Negotiations over NGS acquisition break down
Are the negations between Navajo Transitional Energy Company and the owners of Navajo Generating Station in trouble?
During Thursday’s Naabikiyati Committee meeting Speaker Seth Damon said that there was a “breakdown” in the talks between NTEC and the Salt River Project, one of the NGS owners, regarding NTEC possibly taking over the coal-fired power plant.
“There appears to be conflicting positions,” said Damon, who said the specifics could only be divulged in an executive session. “The negotiations at this time are not public and nondisclosure agreements have been signed not only by SRP but also NTEC, and the other four owners.”
SRP, which own 49 percent of NGS, and other owners, including Arizona Public Service Co., have been negotiating with NTEC about a possible handover since December 2018. And on Saturday NTEC, along with members of the 24th Navajo Nation Council, are to meet at Wild Horse Pass in Phoenix from 9 a.m. to noon for more talks.
Damon said that there are two hindrances on the purchase and they are:
- NTEC had always stated they would not come to the Nation and ask for the Nation to guarantee all liability and waivers.
- NTEC also indicated they won’t approach the Nation with this, because they believe acquiring NGS is a business transaction between the two companies, and the Nation doesn’t need to “entangle” itself in the deal.
But SRP has just recently indicated that the only way it will sell NGS to NTEC is if the Nation waives all claims against the owners, and provides full-unlimited financial guarantee regarding the financial liabilities and reclamation.
“This could involve all the Nation’s assets including the Permanent Trust Fund,” said Damon, “if the liability exceeds bond protection procured by NTEC, and/or the Nation, and the amount put into escrow by the owners.”
According to Damon, this provision is “non-negotiable” for SRP.
NTEC stated in a press release today it’s still open to active good-faith negotiations for the acquisition of NGS despite a statement from SRP to the contrary.
“NTEC remains firmly committed to continued negotiation with the Salt River Project and other utilities concerning a potential acquisition of Navajo Generating Station. NTEC has been working diligently and in good faith to develop an acquisition strategy for NGS that would not require the Navajo Nation to directly guaranty any liabilities associated with NGS,” stated the release.

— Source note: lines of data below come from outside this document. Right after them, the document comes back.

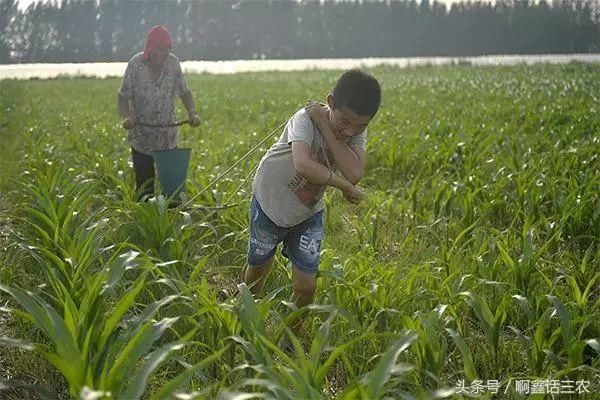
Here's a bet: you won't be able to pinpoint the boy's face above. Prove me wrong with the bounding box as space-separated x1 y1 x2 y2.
327 94 371 140
150 44 171 66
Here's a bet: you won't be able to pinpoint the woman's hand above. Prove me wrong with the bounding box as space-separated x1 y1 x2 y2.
121 117 135 130
188 111 201 126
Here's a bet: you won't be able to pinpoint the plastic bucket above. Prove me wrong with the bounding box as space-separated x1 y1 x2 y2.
152 149 192 198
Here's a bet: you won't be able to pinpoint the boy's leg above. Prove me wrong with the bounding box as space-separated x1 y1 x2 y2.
244 196 286 295
290 265 317 336
131 147 154 201
283 211 323 336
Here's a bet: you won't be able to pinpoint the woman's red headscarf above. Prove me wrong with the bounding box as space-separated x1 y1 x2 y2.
144 25 171 61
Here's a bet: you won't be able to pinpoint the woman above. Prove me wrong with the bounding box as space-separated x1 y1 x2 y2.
118 25 200 199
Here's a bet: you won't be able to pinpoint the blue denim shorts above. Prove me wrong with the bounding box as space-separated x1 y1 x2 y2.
248 196 323 274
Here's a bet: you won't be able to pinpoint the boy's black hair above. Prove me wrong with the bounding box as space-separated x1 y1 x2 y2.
332 69 381 118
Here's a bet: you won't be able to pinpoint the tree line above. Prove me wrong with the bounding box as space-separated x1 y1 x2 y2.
0 0 600 63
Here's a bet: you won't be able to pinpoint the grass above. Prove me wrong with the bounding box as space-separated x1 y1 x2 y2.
0 64 600 399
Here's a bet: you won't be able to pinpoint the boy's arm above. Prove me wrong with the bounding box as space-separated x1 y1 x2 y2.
292 141 362 203
319 124 366 185
117 94 135 129
306 103 366 185
179 90 200 126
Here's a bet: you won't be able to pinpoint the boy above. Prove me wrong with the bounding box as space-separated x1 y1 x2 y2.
245 70 381 335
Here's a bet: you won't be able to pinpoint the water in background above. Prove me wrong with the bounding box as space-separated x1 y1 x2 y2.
0 54 600 79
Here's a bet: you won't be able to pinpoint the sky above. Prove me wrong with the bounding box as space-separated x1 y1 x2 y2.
17 0 468 10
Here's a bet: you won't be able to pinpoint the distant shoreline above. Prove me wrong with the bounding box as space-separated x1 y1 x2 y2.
0 54 600 80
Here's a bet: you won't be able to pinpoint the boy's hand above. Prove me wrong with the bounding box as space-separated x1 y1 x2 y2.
121 117 135 130
343 185 363 204
304 101 329 130
188 111 200 127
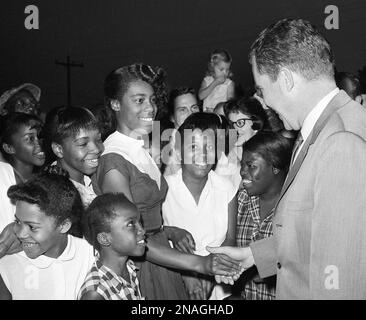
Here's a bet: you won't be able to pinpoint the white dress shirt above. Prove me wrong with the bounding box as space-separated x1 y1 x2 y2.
293 88 339 162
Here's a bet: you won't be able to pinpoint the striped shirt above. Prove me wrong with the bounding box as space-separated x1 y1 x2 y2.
78 259 144 300
236 189 276 300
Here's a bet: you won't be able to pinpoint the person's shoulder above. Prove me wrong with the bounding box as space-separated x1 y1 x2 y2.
164 168 182 188
80 290 104 300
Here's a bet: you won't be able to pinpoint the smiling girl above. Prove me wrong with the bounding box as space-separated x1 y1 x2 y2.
44 107 104 207
0 112 45 231
163 112 237 299
93 63 238 300
233 132 293 300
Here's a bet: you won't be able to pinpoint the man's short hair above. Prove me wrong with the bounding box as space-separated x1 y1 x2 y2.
249 19 334 81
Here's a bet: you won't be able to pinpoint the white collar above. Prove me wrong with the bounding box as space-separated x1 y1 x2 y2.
19 234 76 269
301 88 339 141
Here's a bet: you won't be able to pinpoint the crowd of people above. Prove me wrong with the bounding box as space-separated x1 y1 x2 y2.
0 19 366 300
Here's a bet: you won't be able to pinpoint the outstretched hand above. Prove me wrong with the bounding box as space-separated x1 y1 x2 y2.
166 227 196 254
0 222 22 258
203 253 242 279
206 246 254 285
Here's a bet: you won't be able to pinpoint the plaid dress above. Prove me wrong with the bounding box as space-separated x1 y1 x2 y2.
78 259 144 300
233 189 276 300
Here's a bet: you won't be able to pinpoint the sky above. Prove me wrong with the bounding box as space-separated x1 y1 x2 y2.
0 0 366 109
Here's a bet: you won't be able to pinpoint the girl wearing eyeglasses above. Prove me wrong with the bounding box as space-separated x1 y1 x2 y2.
215 97 268 189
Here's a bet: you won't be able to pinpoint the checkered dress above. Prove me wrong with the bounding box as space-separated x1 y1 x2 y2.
78 259 144 300
236 189 276 300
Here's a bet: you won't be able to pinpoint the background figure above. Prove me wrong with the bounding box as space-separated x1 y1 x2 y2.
233 131 294 300
0 112 45 232
93 63 237 300
160 87 200 176
198 50 235 112
0 83 41 116
215 97 268 190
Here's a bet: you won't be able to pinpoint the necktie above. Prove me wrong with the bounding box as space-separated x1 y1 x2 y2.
291 132 304 165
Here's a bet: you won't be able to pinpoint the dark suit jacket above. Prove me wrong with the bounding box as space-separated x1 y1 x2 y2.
251 91 366 299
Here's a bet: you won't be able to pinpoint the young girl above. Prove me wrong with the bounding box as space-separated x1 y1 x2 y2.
93 64 238 300
215 97 268 190
163 112 237 299
209 132 294 300
0 112 45 232
198 50 235 112
44 107 104 207
0 83 41 117
78 193 146 300
0 172 94 300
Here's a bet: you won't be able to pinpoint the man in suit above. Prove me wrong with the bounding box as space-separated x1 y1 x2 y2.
209 19 366 299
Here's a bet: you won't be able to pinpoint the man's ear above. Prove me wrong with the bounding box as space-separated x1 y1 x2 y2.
3 143 15 154
279 68 295 92
59 219 72 233
111 99 121 112
272 167 281 174
97 232 111 247
51 142 64 159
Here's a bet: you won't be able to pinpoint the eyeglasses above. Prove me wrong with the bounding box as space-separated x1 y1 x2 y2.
231 118 253 128
177 104 200 113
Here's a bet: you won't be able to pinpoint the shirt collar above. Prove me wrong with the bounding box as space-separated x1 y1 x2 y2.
114 131 144 150
19 235 76 269
301 88 339 141
95 259 139 283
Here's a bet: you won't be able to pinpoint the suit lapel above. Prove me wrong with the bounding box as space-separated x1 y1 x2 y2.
276 90 351 208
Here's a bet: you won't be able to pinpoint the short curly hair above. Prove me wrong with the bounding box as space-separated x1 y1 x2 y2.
104 63 168 132
8 172 84 236
82 193 137 251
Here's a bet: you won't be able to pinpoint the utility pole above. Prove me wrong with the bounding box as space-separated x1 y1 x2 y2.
55 55 84 107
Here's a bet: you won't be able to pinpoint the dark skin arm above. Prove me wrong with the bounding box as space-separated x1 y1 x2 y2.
221 196 238 246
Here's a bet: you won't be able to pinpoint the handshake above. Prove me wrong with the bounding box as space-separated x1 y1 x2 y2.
206 246 254 285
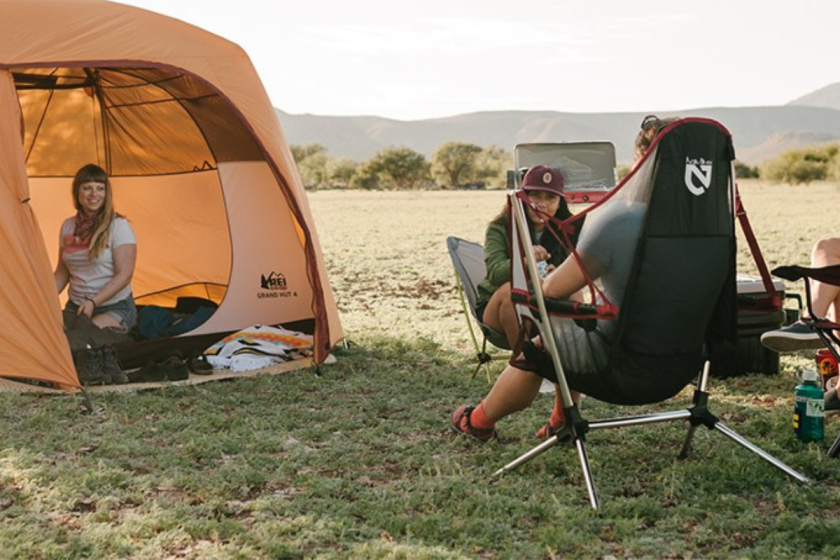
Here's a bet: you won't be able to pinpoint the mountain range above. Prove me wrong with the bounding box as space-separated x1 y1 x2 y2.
277 83 840 165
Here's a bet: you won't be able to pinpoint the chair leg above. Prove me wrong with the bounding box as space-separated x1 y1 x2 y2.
492 406 600 509
715 421 811 484
677 425 697 459
575 438 600 509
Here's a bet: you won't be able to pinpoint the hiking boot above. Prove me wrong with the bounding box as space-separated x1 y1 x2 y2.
761 321 825 352
189 355 213 375
130 356 190 383
451 404 498 442
102 346 128 385
73 348 108 385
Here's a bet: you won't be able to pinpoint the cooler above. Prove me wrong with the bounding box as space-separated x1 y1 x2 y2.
712 274 786 377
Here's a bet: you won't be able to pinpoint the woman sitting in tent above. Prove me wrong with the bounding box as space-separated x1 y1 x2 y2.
54 164 137 332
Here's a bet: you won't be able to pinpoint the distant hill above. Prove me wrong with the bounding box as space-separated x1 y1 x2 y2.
738 132 840 166
277 88 840 165
788 82 840 110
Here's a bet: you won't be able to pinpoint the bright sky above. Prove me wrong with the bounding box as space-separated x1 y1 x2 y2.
120 0 840 120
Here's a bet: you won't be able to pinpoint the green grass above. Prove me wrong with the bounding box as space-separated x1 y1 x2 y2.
0 337 840 559
0 184 840 560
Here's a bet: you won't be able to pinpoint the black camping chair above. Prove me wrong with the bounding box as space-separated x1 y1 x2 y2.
446 237 510 380
495 119 809 508
773 265 840 458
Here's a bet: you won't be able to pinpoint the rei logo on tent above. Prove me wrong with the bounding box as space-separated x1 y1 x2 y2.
685 157 712 196
257 271 297 299
260 271 287 290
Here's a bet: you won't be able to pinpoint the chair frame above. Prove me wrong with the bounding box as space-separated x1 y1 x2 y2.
493 128 812 509
446 236 511 383
773 265 840 459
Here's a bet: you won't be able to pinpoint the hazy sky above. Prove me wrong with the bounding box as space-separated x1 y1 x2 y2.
121 0 840 120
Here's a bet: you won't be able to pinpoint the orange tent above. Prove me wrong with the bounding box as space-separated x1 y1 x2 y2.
0 0 343 388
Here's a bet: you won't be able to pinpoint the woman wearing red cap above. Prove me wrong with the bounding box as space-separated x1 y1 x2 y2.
476 165 574 347
450 124 663 441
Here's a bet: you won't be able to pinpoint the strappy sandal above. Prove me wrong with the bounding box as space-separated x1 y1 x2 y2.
451 404 499 442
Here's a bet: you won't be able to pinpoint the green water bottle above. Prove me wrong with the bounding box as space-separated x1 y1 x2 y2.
793 369 825 441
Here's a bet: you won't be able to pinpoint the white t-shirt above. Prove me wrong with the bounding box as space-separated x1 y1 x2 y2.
58 217 137 307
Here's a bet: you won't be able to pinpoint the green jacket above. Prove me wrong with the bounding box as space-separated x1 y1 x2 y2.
476 218 566 307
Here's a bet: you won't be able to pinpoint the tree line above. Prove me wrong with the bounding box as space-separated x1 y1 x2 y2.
290 142 513 190
291 142 840 190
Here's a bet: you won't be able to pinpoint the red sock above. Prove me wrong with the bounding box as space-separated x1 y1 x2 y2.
548 398 565 428
470 401 496 430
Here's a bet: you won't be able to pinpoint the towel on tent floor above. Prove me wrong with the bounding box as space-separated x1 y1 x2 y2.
204 325 312 371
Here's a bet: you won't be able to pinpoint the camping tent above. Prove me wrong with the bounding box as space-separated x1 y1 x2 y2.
0 0 343 388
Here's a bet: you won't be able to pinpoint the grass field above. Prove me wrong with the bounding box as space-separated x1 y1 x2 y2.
0 182 840 559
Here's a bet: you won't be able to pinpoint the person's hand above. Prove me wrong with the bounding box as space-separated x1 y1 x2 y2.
534 245 551 262
76 299 96 318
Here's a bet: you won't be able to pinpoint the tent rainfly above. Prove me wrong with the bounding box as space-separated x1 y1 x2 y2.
0 0 343 390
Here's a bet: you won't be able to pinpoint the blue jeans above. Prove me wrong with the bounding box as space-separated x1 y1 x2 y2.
64 295 137 332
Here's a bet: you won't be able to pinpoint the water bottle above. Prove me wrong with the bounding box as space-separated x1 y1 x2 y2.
793 369 825 441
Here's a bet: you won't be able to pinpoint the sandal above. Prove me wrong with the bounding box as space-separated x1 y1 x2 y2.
189 354 213 375
451 404 498 442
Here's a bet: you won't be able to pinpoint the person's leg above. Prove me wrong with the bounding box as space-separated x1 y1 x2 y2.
482 282 519 348
534 383 580 439
92 313 125 331
451 365 542 441
761 238 840 352
811 237 840 321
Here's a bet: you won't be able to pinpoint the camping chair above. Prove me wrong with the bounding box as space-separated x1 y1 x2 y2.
494 119 809 509
773 265 840 458
446 237 510 381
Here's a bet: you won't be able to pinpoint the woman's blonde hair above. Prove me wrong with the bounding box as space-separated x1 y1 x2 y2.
633 115 680 161
73 163 117 259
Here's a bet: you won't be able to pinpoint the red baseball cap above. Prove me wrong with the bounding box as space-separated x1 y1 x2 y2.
522 165 565 196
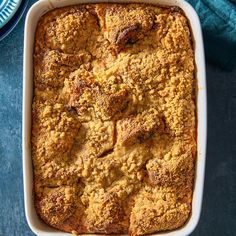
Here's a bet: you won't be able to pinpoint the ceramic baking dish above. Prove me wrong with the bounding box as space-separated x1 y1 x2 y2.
22 0 207 236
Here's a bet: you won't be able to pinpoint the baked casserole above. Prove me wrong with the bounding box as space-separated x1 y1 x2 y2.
32 3 197 235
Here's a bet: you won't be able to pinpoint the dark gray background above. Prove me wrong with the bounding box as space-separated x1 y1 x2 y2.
0 0 236 236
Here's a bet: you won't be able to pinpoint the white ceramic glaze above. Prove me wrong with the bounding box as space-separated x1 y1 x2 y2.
22 0 207 236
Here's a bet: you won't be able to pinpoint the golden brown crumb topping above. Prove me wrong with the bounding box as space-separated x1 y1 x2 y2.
32 4 196 235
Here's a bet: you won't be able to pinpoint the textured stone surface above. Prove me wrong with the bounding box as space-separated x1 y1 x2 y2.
0 0 236 236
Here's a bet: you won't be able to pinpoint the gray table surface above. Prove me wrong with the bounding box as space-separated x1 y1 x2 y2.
0 0 236 236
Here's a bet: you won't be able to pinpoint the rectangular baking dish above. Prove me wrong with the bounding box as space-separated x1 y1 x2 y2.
22 0 207 236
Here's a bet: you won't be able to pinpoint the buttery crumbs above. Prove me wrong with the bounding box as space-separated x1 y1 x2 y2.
32 3 196 235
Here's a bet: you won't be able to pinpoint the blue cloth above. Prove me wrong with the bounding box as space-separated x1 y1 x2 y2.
187 0 236 69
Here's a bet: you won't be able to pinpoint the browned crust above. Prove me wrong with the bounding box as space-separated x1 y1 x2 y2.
32 3 196 235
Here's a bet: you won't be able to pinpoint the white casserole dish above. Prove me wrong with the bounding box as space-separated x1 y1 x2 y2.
22 0 207 236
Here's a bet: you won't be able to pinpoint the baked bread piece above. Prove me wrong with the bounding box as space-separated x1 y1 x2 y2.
32 4 196 235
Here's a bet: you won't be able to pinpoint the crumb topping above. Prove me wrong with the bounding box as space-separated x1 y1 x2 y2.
32 4 196 235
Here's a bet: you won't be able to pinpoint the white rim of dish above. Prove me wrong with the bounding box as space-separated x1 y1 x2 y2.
0 0 22 29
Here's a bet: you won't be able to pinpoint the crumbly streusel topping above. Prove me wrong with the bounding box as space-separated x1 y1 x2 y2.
32 4 196 235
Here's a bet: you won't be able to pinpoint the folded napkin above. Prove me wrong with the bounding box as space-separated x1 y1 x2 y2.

“NTEC stands behind the commercially reasonable proposal it has made to SRP, which would achieve the twin objectives of keeping NGS and Kayenta Mine operational without requiring the Nation to assume liability related to past operations of NGS,” it continues. “NTEC left yesterday’s meeting having clearly stated its position to SRP and the other owners and optimistic that the parties will come to some agreement on the outstanding issues.”
Damon said that NTEC’s release was jumping the gun and said there are two different messages here. He said NTEC’s message is they’re still open “to good faith negations” while SRP has indicated “the window for negotiations, or doors, have probably closed.”
“What it comes down to is the breakdown of communication and also an understanding SRP is asking of the Nation something NTEC does not want the Nation to give up,” said Damon.
Navajo Department of Justice attorney April Quinn was in Phoenix attending other meetings and was unavailable for delegates to speak to about this issue during Naabikiyati.
She is the primary attorney that has been working on NGS and was at a Wednesday meeting between NTEC and NGS owners, after which she informed Damon about SRP’s demands. But delegates were able to go into executive session and speak to Quinn via conference call.